POTLSURF is a program to compute the interaction potential energy surface between a closed-shell molecule, A, and a closed-shell atom (or ion), B. The electron gas model of Gordon and Kim1 is used, so that the basic input is a description of the relative orientations and charge distributions (i.e., wave functions) of A and B.
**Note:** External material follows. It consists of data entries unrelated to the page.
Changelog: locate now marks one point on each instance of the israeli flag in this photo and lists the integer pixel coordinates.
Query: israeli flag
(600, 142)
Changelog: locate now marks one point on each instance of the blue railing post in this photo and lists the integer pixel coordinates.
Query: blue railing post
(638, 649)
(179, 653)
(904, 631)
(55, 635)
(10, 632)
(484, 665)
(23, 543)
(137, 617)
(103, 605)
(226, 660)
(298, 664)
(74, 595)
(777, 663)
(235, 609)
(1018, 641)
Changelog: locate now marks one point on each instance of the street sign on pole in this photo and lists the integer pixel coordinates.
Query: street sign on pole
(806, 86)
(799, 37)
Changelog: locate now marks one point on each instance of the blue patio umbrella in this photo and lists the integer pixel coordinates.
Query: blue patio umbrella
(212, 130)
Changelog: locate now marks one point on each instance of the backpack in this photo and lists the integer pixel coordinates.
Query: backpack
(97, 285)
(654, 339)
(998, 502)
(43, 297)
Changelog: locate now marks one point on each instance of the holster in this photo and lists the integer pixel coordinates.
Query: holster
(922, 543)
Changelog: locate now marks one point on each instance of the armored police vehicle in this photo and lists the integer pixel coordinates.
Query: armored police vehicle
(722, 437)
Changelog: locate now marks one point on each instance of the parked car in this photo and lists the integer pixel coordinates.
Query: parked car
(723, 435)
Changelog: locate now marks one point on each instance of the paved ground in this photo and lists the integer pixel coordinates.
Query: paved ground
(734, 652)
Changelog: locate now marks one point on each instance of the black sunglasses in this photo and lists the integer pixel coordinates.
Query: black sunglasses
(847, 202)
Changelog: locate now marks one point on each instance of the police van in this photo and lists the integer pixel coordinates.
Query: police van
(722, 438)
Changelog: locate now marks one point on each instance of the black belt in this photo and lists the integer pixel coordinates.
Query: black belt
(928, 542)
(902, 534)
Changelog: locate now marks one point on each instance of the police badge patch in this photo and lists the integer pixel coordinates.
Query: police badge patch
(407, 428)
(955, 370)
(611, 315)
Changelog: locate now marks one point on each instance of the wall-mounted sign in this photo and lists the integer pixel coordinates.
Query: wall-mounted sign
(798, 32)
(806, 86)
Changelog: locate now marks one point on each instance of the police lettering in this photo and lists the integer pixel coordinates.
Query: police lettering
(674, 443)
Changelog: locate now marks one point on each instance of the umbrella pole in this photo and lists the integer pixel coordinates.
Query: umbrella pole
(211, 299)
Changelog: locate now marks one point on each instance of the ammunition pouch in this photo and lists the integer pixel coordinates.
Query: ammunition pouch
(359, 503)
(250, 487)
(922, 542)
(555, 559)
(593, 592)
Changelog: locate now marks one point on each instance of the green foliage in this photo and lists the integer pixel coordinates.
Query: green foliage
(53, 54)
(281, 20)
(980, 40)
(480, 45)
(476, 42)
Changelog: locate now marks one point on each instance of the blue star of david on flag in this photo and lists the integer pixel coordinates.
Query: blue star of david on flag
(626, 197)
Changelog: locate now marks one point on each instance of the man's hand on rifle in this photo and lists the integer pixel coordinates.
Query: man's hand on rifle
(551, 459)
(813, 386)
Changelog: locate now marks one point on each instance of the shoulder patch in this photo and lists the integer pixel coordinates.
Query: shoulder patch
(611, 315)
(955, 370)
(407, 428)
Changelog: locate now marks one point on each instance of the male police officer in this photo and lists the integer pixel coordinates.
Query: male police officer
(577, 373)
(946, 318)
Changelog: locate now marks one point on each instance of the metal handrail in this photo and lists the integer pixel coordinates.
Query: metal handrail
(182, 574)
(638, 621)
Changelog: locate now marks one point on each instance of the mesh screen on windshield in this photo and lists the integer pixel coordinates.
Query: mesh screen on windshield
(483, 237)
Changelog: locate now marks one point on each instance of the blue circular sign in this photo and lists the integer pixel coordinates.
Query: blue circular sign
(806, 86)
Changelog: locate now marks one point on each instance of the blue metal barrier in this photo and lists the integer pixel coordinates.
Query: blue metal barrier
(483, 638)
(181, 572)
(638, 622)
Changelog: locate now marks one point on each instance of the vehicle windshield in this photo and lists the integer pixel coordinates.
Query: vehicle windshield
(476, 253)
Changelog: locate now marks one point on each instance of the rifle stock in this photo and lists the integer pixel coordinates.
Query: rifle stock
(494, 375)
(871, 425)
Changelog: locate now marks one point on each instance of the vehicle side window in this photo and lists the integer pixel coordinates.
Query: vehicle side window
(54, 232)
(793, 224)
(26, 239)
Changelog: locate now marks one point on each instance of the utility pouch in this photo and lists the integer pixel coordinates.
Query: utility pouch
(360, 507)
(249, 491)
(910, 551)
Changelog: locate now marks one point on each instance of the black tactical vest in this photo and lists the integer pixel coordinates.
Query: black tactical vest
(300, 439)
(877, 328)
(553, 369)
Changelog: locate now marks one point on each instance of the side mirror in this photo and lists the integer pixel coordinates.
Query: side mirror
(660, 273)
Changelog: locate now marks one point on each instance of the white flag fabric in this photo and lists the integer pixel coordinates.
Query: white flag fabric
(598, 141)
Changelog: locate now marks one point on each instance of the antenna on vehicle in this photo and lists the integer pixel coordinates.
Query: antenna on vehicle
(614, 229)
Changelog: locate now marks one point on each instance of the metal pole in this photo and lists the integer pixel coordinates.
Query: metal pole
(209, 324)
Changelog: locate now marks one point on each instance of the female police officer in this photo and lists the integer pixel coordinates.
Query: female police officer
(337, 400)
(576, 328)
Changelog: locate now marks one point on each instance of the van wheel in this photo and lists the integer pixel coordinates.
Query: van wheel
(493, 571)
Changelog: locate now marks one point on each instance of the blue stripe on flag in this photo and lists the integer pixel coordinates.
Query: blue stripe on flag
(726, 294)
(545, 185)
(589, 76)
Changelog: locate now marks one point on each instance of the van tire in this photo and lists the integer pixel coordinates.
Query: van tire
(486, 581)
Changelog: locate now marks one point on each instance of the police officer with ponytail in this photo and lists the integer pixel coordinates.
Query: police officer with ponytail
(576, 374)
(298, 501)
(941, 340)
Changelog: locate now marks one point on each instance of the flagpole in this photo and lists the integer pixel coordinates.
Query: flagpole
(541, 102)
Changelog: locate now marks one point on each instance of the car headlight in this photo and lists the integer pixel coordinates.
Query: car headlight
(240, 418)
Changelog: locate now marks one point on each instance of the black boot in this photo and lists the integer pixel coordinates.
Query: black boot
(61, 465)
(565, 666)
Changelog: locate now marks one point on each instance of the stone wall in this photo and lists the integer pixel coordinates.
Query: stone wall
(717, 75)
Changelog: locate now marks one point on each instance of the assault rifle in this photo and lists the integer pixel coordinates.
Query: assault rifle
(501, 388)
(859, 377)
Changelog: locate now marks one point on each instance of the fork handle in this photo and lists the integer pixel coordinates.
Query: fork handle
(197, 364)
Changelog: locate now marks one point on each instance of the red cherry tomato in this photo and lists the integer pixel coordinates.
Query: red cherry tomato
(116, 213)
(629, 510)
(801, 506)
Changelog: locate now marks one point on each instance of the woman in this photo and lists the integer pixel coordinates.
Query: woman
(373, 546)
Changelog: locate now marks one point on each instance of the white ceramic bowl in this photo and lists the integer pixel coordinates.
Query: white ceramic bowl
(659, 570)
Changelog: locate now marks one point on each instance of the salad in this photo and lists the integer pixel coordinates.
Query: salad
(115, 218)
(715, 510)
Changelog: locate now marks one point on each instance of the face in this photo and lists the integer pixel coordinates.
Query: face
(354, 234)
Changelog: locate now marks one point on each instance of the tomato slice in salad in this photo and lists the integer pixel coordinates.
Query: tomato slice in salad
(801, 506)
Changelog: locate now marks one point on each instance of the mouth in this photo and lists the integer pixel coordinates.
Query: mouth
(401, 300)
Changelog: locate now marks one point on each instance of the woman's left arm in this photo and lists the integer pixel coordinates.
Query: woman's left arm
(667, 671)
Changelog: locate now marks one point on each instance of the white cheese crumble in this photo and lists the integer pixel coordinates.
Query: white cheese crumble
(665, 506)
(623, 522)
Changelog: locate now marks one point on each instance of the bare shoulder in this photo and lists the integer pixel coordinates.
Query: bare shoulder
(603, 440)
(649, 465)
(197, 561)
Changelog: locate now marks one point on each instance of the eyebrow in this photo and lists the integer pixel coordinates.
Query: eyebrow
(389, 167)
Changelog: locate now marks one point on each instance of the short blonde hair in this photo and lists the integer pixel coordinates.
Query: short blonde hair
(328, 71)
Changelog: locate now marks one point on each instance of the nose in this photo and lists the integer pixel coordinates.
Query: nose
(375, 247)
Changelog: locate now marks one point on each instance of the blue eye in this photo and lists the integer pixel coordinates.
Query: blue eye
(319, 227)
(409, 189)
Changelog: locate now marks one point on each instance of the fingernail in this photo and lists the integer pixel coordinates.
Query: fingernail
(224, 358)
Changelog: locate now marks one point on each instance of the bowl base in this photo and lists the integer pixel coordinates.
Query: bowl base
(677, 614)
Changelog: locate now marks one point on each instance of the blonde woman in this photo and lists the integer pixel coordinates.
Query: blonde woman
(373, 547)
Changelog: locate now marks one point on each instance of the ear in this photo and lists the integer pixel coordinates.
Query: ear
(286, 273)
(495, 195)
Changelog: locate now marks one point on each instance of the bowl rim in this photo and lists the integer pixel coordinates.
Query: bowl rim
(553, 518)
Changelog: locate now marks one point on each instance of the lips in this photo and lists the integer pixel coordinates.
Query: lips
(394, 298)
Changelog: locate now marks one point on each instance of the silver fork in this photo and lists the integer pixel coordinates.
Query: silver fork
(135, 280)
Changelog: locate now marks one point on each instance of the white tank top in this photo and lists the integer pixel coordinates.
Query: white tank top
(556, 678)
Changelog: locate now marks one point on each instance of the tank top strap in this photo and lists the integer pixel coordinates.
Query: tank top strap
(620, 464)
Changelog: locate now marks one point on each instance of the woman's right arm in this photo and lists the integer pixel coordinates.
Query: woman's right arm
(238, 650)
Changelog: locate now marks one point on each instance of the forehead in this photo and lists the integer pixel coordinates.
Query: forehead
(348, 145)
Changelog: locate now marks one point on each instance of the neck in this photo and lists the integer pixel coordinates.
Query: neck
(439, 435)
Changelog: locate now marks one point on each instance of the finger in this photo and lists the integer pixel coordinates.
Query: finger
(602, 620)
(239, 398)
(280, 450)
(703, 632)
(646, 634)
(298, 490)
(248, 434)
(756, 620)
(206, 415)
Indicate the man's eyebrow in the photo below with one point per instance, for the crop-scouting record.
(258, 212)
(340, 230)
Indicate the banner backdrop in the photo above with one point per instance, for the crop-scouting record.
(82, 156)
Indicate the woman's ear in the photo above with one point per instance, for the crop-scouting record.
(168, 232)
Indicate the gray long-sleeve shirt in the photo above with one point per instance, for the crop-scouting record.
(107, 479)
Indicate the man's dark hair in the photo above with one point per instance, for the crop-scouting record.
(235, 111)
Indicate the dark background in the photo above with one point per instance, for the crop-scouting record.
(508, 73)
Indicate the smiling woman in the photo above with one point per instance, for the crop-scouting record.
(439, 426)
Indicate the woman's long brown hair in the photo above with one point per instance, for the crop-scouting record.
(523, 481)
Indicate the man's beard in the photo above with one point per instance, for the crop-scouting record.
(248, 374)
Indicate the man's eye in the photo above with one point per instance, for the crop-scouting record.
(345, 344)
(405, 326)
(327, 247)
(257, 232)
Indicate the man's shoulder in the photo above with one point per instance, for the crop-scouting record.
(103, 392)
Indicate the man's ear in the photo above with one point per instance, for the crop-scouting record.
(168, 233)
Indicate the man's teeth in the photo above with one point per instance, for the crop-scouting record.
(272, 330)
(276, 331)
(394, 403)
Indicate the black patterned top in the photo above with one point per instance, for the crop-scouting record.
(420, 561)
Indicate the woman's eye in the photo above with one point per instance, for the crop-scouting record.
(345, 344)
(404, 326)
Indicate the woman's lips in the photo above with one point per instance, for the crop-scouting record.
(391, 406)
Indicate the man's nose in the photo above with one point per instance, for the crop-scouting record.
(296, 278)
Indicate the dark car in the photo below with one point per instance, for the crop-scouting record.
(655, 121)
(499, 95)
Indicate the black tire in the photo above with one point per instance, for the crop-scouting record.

The program assumes that A and B are described by previously computed wave functions, and the following cases are implemented. The function for atom B is expanded in Slater-type orbitals: molecule A is either (1) an atom described in the same manner as atom B, (2) a linear molecule expanded in a Slater-type basis, or (3) a polyatomic molecule expanded in an uncontracted Gaussian-type basis. The program is modular, so that it should be straightforward to incorporate a different way of describing either A or B (for example, numerical Hartree-Fock or Thomas-Fermi-Dirac charge densities for atom B or Slater-type polyatomic functions for molecule A). The code is almost entirely in FORTRAN for the IBM 360. For efficiency, Assembly language routines are provided to suppress underflows and to compute cube roots and the dot product; these may be replaced by simple FORTRAN equivalents or eliminated by small changes in the calling programs. The program fits into 200 Kb of core storage; no peripheral storage is necessary. The core requirement can be reduced by use of overlays or by dummying those routines which are not needed for a specific program.

1. R. G. Gordon and Y. S. Kim, J. Chem. Phys., 56, 3122 (1972).

FORTRAN IV Lines of Code: 2921 Recommended Citation: S. Green and R. G. Gordon, QCPE 11, 251 (1974).